Boko Haram has taken its uprising across Nigeria’s northeastern border and there also have been kidnappings and suicide bombings in neighboring Cameroon, Chad and Niger.

Many bombers are young women and children — one girl bomber reportedly looked as young as 7. A military bomb expert has told the AP that some suicide bombs have been detonated remotely. That has led to speculation that Boko Haram is turning kidnap victims into unwilling weapons.

Usman identified the 11-year-old detainee as a resident of Bama, a town 45 miles northeast of Maiduguri, but did not say if he had been abducted or indoctrinated. Nigeria’s air force and army had reported destroying several Boko Haram camps around Bama in August, and rescuing 178 people including 101 children held captive by the extremists.

“Due to the concerted efforts of the military, quite a number of towns and villages hitherto held by the Boko Haram terrorists were liberated,” Usman said. “This brought about an unprecedented influx of IDPs (internally displaced people) to the camp, which the terrorists took advantage (of) and infiltrated in order to wreak more havoc.”

He said the 11-year-old had identified a Boko Haram member among adults in Dalori camp, who has been arrested. Usman said this highlighted the need for proper screening of refugees. Dalori is the biggest refugee camp in the northeast, holding some 30,000 people.

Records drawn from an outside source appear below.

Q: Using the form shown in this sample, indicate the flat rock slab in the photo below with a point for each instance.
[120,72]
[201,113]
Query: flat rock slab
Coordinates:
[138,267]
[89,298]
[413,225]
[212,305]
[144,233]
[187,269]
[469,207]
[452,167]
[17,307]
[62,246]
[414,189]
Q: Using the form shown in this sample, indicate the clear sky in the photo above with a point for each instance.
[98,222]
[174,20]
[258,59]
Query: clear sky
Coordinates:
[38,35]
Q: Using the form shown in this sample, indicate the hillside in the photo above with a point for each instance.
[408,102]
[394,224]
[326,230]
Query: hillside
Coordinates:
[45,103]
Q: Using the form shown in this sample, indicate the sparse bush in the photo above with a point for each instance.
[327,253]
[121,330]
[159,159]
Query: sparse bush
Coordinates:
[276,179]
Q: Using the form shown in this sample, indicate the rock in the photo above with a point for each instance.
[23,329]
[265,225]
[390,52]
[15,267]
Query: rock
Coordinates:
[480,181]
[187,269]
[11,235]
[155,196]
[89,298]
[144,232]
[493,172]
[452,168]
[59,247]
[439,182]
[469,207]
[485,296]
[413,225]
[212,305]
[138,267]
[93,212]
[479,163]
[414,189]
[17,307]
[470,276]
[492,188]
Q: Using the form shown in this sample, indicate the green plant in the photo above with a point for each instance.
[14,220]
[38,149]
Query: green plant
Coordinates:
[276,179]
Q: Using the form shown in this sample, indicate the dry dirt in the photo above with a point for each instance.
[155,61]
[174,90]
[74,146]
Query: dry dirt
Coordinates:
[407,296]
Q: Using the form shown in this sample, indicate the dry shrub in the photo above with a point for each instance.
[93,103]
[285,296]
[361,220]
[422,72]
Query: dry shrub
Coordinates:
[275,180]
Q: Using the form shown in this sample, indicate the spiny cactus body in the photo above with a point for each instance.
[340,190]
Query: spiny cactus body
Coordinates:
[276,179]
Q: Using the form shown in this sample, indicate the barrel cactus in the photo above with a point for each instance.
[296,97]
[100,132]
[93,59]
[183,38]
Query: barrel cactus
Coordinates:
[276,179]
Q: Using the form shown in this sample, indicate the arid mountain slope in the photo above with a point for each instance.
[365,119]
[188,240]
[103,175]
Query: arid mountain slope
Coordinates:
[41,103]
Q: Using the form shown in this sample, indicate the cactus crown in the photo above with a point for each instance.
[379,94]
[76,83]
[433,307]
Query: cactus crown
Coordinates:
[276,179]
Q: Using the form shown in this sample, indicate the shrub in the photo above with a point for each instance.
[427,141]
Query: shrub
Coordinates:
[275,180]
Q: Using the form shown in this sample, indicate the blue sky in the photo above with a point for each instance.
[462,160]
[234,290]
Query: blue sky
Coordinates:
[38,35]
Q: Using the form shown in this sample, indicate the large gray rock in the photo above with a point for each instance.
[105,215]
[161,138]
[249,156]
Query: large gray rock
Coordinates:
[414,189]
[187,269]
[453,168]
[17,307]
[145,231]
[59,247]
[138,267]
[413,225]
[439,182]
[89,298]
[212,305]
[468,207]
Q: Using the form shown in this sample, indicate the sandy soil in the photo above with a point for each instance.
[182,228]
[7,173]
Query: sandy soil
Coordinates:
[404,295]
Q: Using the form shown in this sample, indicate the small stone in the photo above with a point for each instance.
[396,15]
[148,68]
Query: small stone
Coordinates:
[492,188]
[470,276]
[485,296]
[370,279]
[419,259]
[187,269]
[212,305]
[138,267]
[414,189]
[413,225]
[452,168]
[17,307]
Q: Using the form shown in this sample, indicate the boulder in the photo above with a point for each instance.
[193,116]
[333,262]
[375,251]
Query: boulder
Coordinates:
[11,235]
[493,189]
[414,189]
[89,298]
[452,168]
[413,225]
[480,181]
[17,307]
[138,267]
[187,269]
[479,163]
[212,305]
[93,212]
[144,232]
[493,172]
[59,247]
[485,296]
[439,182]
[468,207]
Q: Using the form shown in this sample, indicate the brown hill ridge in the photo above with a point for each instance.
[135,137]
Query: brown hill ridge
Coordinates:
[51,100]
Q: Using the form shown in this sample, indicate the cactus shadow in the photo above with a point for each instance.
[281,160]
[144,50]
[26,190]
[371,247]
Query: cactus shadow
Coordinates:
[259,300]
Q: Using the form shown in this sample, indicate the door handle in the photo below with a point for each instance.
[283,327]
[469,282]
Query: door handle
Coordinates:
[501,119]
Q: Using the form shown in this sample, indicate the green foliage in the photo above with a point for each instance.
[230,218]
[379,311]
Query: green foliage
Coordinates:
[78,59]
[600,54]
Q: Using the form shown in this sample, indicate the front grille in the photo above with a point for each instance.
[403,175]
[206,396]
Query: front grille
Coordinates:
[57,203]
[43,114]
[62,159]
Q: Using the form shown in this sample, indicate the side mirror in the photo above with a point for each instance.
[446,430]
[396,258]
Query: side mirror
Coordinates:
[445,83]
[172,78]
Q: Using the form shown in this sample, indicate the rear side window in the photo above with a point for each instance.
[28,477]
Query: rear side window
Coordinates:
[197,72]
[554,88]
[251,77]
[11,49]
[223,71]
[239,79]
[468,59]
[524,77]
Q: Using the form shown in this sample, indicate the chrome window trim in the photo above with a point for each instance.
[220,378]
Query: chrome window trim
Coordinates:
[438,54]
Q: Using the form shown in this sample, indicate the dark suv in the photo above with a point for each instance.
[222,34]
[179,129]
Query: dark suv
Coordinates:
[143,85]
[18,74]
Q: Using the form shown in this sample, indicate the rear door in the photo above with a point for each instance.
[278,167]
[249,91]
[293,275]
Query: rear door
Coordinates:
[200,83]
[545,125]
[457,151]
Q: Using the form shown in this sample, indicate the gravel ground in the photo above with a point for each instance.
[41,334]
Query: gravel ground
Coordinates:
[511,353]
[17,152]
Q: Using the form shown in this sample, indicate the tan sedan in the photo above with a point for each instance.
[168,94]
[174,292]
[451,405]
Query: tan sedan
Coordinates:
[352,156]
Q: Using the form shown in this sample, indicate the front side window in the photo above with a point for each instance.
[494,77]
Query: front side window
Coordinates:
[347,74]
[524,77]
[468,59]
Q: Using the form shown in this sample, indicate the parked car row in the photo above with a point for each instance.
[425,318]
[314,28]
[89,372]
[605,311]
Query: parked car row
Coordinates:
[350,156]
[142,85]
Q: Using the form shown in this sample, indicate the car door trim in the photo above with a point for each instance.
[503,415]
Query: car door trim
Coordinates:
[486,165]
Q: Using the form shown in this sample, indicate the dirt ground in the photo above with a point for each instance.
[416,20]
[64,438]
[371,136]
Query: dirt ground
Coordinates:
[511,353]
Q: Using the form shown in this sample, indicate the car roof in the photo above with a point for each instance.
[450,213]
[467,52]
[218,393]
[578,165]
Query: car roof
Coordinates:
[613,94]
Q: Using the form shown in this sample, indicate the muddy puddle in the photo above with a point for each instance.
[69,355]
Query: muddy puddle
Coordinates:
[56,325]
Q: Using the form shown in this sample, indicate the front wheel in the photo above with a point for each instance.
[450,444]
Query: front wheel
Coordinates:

The boy is at least the fourth person arrested since the military five weeks ago began distributing a photographic collage of 100 wanted Boko Haram militants. No names were attached since most images are screen grabs from videos seized in raids on Boko Haram camps or published on the Internet by the extremists, Usman has said.

One video published by Boko Haram showed children training to shoot with assault rifles.

The boy is shown in the bottom right-hand corner of the poster, a cap covering his head, his arms raised in prayer.